Traditional Chinese Shadow Puppetry Returns to Spotlight

April 27, 2017
By XinhuaEditor: Penny Huang

A one-man mission is helping the ancient Chinese art form fight off competition from modern entertainment.

Two warriors in ancient costumes fight ferociously when suddenly, to the dramatic sound of drums, the red-faced warrior pulls out his sword and beheads his white-faced enemy.

This is not a scene from a film, but a traditional Chinese shadow puppet performance, where colored silhouette figures made from cowhide show how Guan Yu, a prominent ancient general who symbolized loyalty, honor and strength, fought during his many battles.

Behind the curtain is the soul of the performance - puppeteer Wang Biao. Using his dextrous hands, and voice, he makes the small figures stroke their beards, nod their heads, wave their hands and curse others.

"This performing art has run in my family for seven generations," said Wang, 52, from Langzhong in Southwest China's Sichuan province.

Despite its long history, shadow puppetry is under threat from modern entertainment alternatives, such as television and cinema.

Wang is trying to bring people's attention back to the traditional art. With the support of a national fund, he is currently teaching 20 students from across the country the skills needed to master the art of puppetry.

"I hope that this folk culture will survive the threat of modernity and thrive in the future," he said.

Ancient Origins

Ancient Chinese historical records show that shadow plays were originally created by a Chinese Taoist during the Han Dynasty (206 BC-AD 220) to console the heartbroken Emperor Wu, who had to deal with the death of one of his imperial concubines. The Taoist made a stone image of the concubine and put it in a tent by a burning candle.

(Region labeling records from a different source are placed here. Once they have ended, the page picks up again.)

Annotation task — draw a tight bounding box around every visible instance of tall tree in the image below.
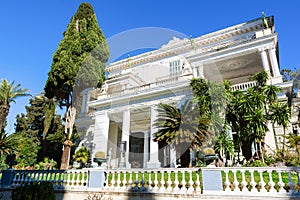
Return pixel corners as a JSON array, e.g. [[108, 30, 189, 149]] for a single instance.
[[190, 78, 232, 162], [269, 102, 291, 152], [45, 3, 109, 169], [12, 94, 64, 166], [0, 79, 29, 130]]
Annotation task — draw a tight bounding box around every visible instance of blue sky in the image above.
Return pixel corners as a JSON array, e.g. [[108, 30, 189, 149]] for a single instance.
[[0, 0, 300, 132]]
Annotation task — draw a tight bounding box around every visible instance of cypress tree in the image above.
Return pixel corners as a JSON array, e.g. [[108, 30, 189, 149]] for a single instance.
[[44, 3, 109, 169]]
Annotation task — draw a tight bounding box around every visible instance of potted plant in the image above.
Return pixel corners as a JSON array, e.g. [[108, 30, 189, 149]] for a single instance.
[[73, 146, 90, 169]]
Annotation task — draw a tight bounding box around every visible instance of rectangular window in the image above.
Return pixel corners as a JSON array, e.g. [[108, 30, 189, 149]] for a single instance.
[[169, 60, 181, 75]]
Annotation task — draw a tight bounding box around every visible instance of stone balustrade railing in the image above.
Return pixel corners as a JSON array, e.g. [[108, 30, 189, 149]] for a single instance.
[[1, 167, 300, 197], [103, 168, 201, 194], [231, 81, 256, 91], [6, 170, 89, 190], [205, 167, 300, 195]]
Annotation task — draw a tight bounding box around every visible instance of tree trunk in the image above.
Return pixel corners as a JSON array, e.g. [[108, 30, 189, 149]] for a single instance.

The shadow cast looked like the emperor's loved one and helped his sadness fade away.

Over the next 2,000 years, the stone figures gradually became cowhide ones, and the tents were turned into curtains. Performers then added drums and Chinese opera to the movement of the figures, and shadow play was born.

Wang first watched a shadow performance when he graduated from junior school.

"I thought it was humorous and eye-catching, and the figures were quite colorful," he said.

Wang's grandfather, a renowned shadow puppet performer in northern Sichuan, would take Wang along during his performances.

"He even paid a professional shadow performer to teach me," Wang said.

However, learning is difficult and it can take years before puppeteers are ready to go on stage.

"Every movement has to be on point," Wang said. "You need to memorize the whole script, and sing the lines of many different characters, while showing their emotions with the puppet strings."

Shadow plays went through a hiatus during the "cultural revolution" (1966-76), but reemerged in the early 1980s, when the art was involved in rural marriage ceremonies, funerals and banquets.

However, since China's reform and opening-up began in the 1980s, a large number of rural residents have moved to cities for employment, while domestic appliances like TV sets and radios have become common. The ancient art began to lose younger audiences and had to compete with modern entertainment.

Passion for Puppetry

Wang gave up puppetry in 1991 and went to the southern metropolis of Shenzhen in Guangdong province to work on a pig farm. He soon made lots of money, but maintained his passion for puppet plays.

"I told myself that I could not let the art slip through my hands," Wang said.

In 2000, he went back to Sichuan and, with the help of a friend, put on a show in Chengdu, the provincial capital. The performance was a huge success and generated significant media attention.

Four years later, Wang went back to his hometown and started a shadow play troupe.

Meanwhile, he continued to look for people willing to learn the art.

In 2007, he recruited 22 students. He broke the tradition of imparting the skill only to male students, by recruiting both males and females, giving each of them 600 yuan ($85) in subsidies every month.

But his efforts were to no avail. Most of the students looked at learning the art as a temporary job and gradually left.

The last student to leave Wang's troupe was his favorite - the student told his teacher that he was going to join the army.

"I gave him 1,000 yuan and bought him some fruit before sending him on his way," Wang said. "After that, I closed all the doors and cried."

Wang then locked himself in his room for the entire day, believing his craft was dying out for good.

He later told his story to an official from the Ministry of Culture, who complimented him for "doing a worthy thing".

"Related laws and regulations protecting the art are still under discussion," the official told Wang.

In June 2011, China issued a law protecting intangible cultural heritage. In the same year, shadow puppetry was added to a UNESCO List of Intangible Cultural Heritage.

"Since then, I have felt like I am no longer alone in protecting cultural heritage," Wang said.

In the past few years, the upper limit of funding Wang can apply for has risen from 300,000 yuan to 1.5 million yuan per year, and he also receives 20,000 yuan in subsidies each year from the government.

A 4,200-square-meter museum of shadow puppetry is now under construction on a main street in his hometown, which will display the 50,000 puppets Wang owns.

Wang hopes to train more talent and create more shadow-performance programs.

"I'm just glad that shadow plays are crawling out of the shadows in the modern era," he said.